In what is proving to be an annual event, the residents of Hope, Idaho, along with a few strays from surrounding communities, gather at the Outskirts Market Place for the Winter Solstice like moths attracted to a flame. Into the darkness of the late Idaho evening they come, bringing their own light, and placing hundreds of candles around the front of the building and last year cascading into the snowy street. This year, however, it was raining in Hope so the candles were consolidated under the porch covering, all cozily glowing together and throwing their light everywhere into the darkened space.
Spirits were not dampened by the weather and there was a glow of faces inside the Market where the participants were additionally bonded by the fact they were all survivors of the apocalyptic predictions of the Mayan Calendar. There is no lack of humor in Hope
Hope has long been the well-kept, secret bastion of an Art Colony and the Outskirts Market Place, or as some refer to it as it once was, The Old Hope Market, currently has on display the work of thirty or more artists representing a variety of genres. The artwork from the Annual Plein Air event to support Scotchman Peak is also represented on the Market’s walls.
However, this night artists of a different kind gathered. The musicians of Hope, many of whom are more than professional, came to the Market Place, instruments tucked under the arms and carried in by helping patrons. Bob Beadling, dressed in a bowler hat and velvet jacket, began the evening with an eclectic collection of well-executed piano pieces. His fingers literally danced across the keyboard, filling the room with warm traditional songs.
After Bob’s set, the Cougar Creek Band entertained with rousing, foot stomping folk music, a little rag time and some heart felt blues. The Cougar Creek Band began about four years ago when some folks got together at social events and started singing around Connie’s piano. Today, the members fluctuate depending on the season but include spouses and friends. The Heisel family was fully represented by Mother Linda on the accordion, son Joe playing trombone and father Mark Heisel playing everything from a washboard with finger picks to a trumpet. It was impossible to attend this function without grinning from ear to ear even though a small infusion of wine helped, along with hot chili and cornbread. The camaraderie warmed the heart and soul.

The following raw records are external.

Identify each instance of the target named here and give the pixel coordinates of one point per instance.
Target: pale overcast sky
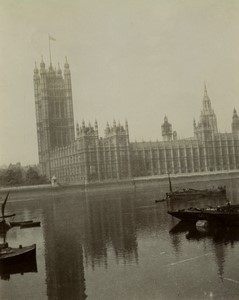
(134, 59)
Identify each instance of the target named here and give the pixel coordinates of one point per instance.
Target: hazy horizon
(135, 60)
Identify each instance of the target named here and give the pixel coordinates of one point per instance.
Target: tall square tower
(54, 111)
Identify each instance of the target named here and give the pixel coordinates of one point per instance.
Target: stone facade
(90, 158)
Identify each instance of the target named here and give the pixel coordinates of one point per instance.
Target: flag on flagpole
(51, 38)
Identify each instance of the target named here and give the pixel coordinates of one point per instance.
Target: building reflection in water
(87, 230)
(219, 238)
(109, 225)
(63, 251)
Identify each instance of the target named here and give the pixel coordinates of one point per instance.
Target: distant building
(90, 158)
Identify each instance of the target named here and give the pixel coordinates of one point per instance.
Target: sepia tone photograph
(119, 149)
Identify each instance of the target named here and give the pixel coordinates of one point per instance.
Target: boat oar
(160, 200)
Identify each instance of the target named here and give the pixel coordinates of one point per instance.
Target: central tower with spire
(54, 111)
(207, 125)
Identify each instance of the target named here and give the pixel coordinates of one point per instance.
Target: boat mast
(170, 184)
(3, 206)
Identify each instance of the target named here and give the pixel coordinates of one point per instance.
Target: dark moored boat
(4, 225)
(30, 224)
(19, 223)
(21, 267)
(228, 214)
(13, 255)
(191, 194)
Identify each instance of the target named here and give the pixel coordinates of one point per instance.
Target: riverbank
(134, 182)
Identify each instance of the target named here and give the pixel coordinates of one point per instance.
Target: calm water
(120, 244)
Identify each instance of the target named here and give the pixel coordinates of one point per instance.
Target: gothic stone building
(87, 157)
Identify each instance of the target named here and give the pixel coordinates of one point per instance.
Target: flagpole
(49, 48)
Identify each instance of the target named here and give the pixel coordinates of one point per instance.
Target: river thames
(120, 244)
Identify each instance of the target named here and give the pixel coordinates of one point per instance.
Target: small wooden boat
(13, 255)
(30, 224)
(19, 223)
(21, 267)
(226, 215)
(192, 194)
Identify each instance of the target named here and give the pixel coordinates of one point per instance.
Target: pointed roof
(206, 99)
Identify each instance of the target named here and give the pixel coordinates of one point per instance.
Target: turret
(166, 128)
(235, 122)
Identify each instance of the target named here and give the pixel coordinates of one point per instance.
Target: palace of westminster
(82, 156)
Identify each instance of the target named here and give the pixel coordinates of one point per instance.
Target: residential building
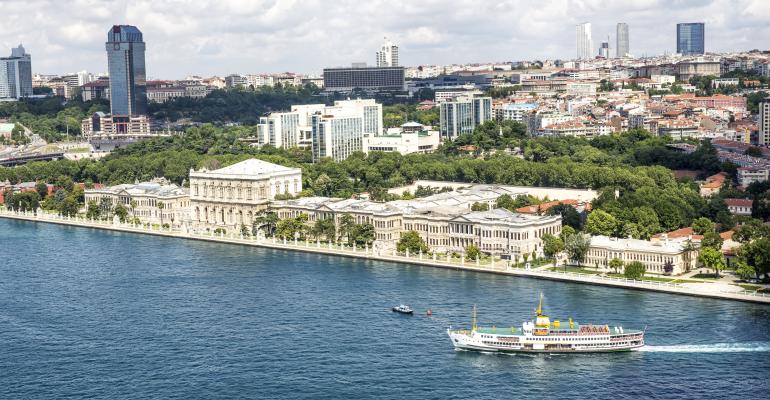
(410, 138)
(749, 175)
(463, 115)
(622, 48)
(387, 56)
(514, 111)
(374, 79)
(739, 206)
(230, 197)
(764, 122)
(584, 43)
(125, 57)
(16, 74)
(654, 255)
(691, 38)
(154, 202)
(689, 69)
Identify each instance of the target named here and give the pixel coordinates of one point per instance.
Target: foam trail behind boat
(740, 347)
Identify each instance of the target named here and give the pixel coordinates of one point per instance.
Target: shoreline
(367, 254)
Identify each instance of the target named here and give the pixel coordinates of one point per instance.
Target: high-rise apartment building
(691, 38)
(621, 39)
(764, 122)
(16, 74)
(387, 56)
(125, 58)
(585, 45)
(462, 115)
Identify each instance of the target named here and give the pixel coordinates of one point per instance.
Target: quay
(495, 267)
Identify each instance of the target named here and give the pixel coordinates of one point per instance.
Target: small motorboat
(402, 309)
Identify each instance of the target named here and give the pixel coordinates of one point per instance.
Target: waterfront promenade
(704, 289)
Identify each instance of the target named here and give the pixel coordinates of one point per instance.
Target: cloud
(225, 36)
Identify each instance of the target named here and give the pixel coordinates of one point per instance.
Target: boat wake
(744, 347)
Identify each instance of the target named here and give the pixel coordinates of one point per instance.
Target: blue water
(94, 314)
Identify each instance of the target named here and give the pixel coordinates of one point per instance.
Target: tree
(479, 206)
(121, 211)
(668, 267)
(745, 271)
(42, 189)
(92, 210)
(577, 246)
(702, 225)
(552, 246)
(712, 259)
(347, 222)
(600, 222)
(712, 239)
(757, 255)
(634, 270)
(616, 264)
(266, 220)
(472, 252)
(412, 242)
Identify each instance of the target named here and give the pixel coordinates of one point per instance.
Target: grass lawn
(645, 278)
(704, 276)
(750, 287)
(578, 270)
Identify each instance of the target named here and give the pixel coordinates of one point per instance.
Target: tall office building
(585, 45)
(16, 74)
(604, 49)
(125, 58)
(621, 38)
(764, 122)
(374, 79)
(463, 114)
(691, 38)
(388, 55)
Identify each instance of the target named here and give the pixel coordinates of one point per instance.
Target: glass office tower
(125, 58)
(691, 38)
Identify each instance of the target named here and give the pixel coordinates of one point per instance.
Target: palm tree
(265, 219)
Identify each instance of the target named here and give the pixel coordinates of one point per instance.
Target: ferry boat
(402, 309)
(545, 336)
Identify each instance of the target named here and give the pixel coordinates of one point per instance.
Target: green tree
(576, 247)
(552, 246)
(42, 189)
(121, 211)
(347, 222)
(634, 270)
(472, 252)
(712, 239)
(92, 210)
(600, 222)
(702, 225)
(712, 259)
(616, 264)
(479, 206)
(411, 241)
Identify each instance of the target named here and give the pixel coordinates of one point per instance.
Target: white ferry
(545, 336)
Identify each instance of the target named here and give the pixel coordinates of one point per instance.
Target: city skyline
(225, 37)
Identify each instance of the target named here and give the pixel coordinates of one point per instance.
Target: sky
(219, 37)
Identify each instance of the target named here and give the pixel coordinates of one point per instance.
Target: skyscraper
(125, 58)
(16, 74)
(691, 38)
(388, 55)
(621, 38)
(585, 45)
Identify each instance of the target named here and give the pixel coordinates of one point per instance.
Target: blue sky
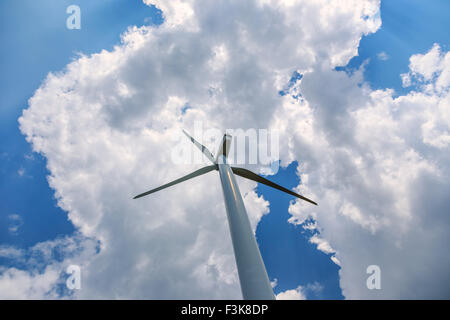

Out in the cars surrounding the Marketplace was also a collection of drums and guitars just waiting for an invitation to come in. Not everyone had time to join in. This was one of those rare occasions when it all ended too soon. Perhaps next year is the Idaho-Montana mantra.
Kally Thurman is the owner and organizer of events at the Outskirts Hope Market place. Skillfully she has put together a community gathering spot complete with a book section, WiFi and art lessons. A lovely new couple, Megan Cordero and her sidekick Tim, have taken over the cooking and are serving breakfasts, lunch and dinners. The menu and hours have thankfully been extended, as most the other establishments in Hope are either seasonal or succumbed tragically to the current economic downturn. In addition to the meals, the Market has also taken to selling some organic vegetables and other items. Off to the side of the restaurant is a Free Trade Gift Shop ran by Vera Gadman. The Hope Market Place, café and art gallery should be on everyone’s “don’t miss” list.
What a way to end one year and begin another. Dusk to Dawn with candles and song surrounded by a creative diversity of friends and family. The lengthening of light in the days ahead and the warmth of the Hope community all gathered together in harmony. Hope is not only the name of the town, it is what resides in the residents' hearts.